Perhaps an elder parent has trouble paying their bills on time or responds to scam emails recklessly. Much like a teenager needs guidance on proper financial responsibility, an elder parent, going through changes of aging, may need outside assistance in order to function healthily and happily. Many elder parents are uncomfortable with this change, as they still feel like adults, like parents, like the responsible generation. But the torch has passed in some ways, and it’s important for us as family members to recognize the difficulty of this change.
Elder parents are still our parents. They still have years and years of experience beyond us. Their lives have been filled with wonderful stories and adventures, and we can learn much from them. In our new role and responsibility of caring for our elders, it is important that we maintain the respect for their experience and for their independence. Rather than forcefully instruct our parents, who may be struggling with new physical, cognitive and emotional ailments, it’s better to instead work together, as adults. Perhaps an elder parent can no longer mow their own lawn, but offering an alternative, such as hiring a neighborhood teen or a lawn care company (which they can manage) is a better solution than simply pointing out their change in ability.

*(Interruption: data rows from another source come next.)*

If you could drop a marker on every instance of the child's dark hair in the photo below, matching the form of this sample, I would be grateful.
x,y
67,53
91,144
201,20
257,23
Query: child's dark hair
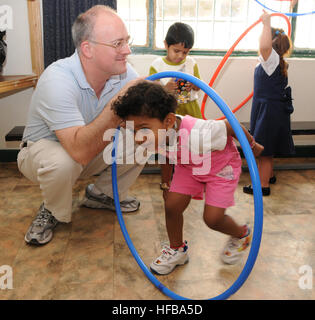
x,y
148,99
281,43
180,33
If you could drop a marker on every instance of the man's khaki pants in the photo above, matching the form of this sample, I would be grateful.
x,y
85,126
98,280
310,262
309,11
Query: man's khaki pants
x,y
46,162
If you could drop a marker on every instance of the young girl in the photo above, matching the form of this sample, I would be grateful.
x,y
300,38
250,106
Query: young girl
x,y
178,42
272,103
206,163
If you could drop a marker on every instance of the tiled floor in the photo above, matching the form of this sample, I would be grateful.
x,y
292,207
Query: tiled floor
x,y
89,259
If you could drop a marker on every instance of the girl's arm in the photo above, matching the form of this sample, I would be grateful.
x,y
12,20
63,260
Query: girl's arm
x,y
256,147
265,41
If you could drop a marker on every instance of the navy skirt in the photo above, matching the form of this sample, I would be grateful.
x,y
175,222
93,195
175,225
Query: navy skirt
x,y
271,126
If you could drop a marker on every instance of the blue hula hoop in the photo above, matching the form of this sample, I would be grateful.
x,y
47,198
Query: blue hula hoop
x,y
289,14
258,204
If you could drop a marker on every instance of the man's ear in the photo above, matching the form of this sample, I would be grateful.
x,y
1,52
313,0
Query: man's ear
x,y
165,45
86,49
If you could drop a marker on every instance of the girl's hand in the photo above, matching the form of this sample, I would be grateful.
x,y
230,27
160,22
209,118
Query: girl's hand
x,y
171,86
257,148
265,18
189,86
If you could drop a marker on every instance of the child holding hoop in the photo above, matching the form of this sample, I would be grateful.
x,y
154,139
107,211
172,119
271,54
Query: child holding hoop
x,y
178,42
207,163
272,102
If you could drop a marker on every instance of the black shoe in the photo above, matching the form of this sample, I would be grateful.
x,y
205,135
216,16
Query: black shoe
x,y
249,190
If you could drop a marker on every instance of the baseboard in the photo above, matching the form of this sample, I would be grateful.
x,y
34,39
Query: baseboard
x,y
8,155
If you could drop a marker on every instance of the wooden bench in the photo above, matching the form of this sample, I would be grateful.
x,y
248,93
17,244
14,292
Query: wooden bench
x,y
298,128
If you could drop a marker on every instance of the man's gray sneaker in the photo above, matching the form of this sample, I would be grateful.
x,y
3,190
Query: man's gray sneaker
x,y
41,229
102,201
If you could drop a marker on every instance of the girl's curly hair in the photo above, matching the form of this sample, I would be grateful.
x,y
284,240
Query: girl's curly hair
x,y
146,98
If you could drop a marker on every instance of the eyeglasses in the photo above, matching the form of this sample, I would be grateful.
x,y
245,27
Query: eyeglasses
x,y
118,44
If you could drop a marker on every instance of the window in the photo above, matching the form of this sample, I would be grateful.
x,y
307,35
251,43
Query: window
x,y
216,23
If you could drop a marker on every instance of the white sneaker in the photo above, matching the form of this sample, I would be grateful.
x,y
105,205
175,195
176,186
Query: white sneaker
x,y
169,259
234,249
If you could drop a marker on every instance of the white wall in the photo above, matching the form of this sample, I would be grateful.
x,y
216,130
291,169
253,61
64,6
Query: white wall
x,y
234,83
13,108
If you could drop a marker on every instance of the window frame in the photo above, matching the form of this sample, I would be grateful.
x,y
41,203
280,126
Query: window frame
x,y
150,49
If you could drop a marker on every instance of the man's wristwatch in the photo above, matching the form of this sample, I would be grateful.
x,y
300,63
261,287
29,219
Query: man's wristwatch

Don’t announce that you're helping them now because they can’t do it themselves! Partner with them, give them the power of decision making by giving them options and respecting their ability to make choices, no matter how small. ‘Mom, do you want me to pick up some groceries for you on Tuesday or Friday?’, a simple statement that gives them the power to choose and a sense of their own independence. Or a reminder, ‘thanks for letting me help; you’ve helped me so much, it’s nice for me to do something for you!’ shows appreciation and acknowledges them for the support they’ve given along the way.
Our parents are still our parents, and we are still their children, no matter the age.